Updated: Apr 26, 2021


After a technical improvement of a wind turbine, the question often arises which change the improvement has on the performance of the turbine. For example, one would like to know how much more power is produced after the calibration of a nacelle misalignment.

First of all, it is convenient to compare the power curve of the turbine in the periods before and after the measure.

In this article, we highlight inaccuracies in this approach and present a completely new approach that allows reliable power curve comparisons to be made with the help of machine learning.

Example: Correction of Yaw Misalignment

We would like to present our thoughts on behalf of the example of a nacelle misalignment correction.

One can assume, that the calibration of a systematic yaw error, e.g. by our Turbit Measurement System (TMS), is leading to an improvement of the overall performance of the wind turbine. This Article describes the theoretical and physical background of the effects of a yaw error on the performance of wind turbines.

Theoretical Increases in Total Power

If you take the annual yields of a wind turbine and add a theoretical additional output of 1-3%, you can quickly see the economic benefit of a nacelle misalignment calibration.

Evidenvce of an increase in yield?

The question arises, however, as to how this increase in performance can be demonstrated by real power measurements.

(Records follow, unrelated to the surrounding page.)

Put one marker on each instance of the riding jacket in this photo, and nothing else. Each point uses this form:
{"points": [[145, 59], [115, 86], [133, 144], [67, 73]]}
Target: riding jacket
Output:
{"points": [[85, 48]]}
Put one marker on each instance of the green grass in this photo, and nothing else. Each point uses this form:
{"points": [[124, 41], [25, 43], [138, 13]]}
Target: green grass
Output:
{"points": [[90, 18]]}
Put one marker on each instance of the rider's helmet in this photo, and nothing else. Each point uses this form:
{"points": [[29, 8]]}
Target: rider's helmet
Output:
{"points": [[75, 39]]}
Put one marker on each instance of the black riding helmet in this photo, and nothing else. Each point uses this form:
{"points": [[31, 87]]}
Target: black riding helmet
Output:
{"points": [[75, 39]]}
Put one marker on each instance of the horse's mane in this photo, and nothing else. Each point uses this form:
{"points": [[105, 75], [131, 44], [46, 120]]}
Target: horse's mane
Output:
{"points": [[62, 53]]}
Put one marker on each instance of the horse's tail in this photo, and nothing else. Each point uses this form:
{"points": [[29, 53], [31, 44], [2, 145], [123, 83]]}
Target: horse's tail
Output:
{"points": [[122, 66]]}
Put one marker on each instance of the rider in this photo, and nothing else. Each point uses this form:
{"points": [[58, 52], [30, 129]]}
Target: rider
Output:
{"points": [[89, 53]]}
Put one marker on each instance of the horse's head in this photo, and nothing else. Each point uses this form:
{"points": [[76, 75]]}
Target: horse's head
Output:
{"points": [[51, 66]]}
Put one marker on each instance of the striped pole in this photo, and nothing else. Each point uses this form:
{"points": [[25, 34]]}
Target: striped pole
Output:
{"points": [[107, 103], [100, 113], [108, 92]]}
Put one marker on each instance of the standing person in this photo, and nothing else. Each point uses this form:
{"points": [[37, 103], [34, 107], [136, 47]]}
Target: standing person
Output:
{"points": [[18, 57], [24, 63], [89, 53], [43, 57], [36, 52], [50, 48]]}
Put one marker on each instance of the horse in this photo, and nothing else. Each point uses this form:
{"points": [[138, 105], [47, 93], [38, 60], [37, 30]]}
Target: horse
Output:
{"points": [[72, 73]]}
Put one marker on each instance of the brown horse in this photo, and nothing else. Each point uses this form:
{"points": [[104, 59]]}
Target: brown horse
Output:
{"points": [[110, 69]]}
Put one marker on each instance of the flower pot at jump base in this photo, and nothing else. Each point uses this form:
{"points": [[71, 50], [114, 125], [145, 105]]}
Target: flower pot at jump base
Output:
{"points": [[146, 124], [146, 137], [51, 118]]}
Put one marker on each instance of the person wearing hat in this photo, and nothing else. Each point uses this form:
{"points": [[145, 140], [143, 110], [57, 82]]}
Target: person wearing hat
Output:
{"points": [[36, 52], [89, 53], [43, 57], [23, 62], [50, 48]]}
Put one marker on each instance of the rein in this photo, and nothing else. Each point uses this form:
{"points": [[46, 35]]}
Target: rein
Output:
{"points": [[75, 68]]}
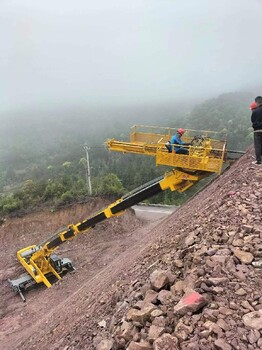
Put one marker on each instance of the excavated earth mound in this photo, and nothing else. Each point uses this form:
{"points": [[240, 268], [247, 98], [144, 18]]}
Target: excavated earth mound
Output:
{"points": [[192, 281]]}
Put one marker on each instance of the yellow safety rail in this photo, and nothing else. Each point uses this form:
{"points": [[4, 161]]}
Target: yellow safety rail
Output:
{"points": [[206, 153]]}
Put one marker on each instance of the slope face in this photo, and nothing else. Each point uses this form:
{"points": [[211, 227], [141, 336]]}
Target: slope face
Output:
{"points": [[207, 246]]}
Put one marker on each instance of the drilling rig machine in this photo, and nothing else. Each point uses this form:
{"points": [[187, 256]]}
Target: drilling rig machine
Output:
{"points": [[206, 155]]}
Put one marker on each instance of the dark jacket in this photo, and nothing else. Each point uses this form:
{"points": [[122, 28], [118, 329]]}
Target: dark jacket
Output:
{"points": [[256, 118]]}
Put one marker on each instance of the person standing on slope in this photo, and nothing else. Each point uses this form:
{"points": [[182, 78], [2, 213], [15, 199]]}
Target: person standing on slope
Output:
{"points": [[256, 119]]}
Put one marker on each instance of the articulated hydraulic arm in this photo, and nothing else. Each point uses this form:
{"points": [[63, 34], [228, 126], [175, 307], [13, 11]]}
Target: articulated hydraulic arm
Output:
{"points": [[205, 155], [40, 261]]}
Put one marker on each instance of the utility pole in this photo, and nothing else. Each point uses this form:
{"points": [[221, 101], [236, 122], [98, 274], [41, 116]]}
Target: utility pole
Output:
{"points": [[88, 174]]}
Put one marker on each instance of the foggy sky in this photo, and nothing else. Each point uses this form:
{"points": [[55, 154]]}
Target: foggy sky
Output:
{"points": [[59, 53]]}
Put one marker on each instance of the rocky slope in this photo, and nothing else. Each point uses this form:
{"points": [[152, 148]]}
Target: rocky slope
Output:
{"points": [[193, 281], [204, 288]]}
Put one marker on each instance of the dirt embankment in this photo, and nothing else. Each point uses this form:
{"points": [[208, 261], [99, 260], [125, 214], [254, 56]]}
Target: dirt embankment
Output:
{"points": [[208, 246]]}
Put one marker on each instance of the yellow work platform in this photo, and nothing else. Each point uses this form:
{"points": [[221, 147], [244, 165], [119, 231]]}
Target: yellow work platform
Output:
{"points": [[206, 152]]}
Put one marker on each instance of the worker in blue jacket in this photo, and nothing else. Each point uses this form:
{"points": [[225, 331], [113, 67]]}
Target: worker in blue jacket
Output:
{"points": [[176, 141]]}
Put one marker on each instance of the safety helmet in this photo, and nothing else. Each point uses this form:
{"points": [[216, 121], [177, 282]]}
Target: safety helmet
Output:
{"points": [[253, 105], [181, 131]]}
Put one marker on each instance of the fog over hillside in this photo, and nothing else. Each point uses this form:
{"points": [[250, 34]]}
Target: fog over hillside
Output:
{"points": [[62, 54]]}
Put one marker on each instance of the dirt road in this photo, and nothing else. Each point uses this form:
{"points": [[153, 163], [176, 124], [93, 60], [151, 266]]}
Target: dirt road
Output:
{"points": [[98, 257]]}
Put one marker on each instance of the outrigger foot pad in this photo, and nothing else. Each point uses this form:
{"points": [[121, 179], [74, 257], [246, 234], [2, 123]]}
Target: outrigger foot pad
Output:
{"points": [[20, 284]]}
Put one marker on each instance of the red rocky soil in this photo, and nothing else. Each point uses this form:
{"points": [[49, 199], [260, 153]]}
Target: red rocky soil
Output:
{"points": [[192, 281]]}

The process of converting kinetic wind energy into electrical energy is very complex and highly dependent on meteorological parameters.

Problems of a normal power curve Comparison

If you make a change to a wind turbine, you want to know how much this change changes the performance of the turbine. The performance of a wind turbine does not only depend on the wind speed. This leads to a change in the power curve (power per wind speed) under different meteorological conditions.

A normal power curve comparison of two time periods is not sufficient to be able to recognize exactly which was the cause. E.g. the meteorological conditions can change over the time and thus affect the power curve.

Dependence of the power curve on the air density

The air density is, besides the wind speed, one of the most important factors on the power curve of wind turbines. At the same wind speed, the energy content of the wind changes as a function of the air density. The denser the air, the more energy the wind has and the more power the wind turbine can convert from the wind.

Air density, in turn, depends mainly on temperature, air pressure and humidity

The figure on the left shows a clear difference in the power curve of a plant between summer and winter. The main reason is the average temperature and the associated different air density.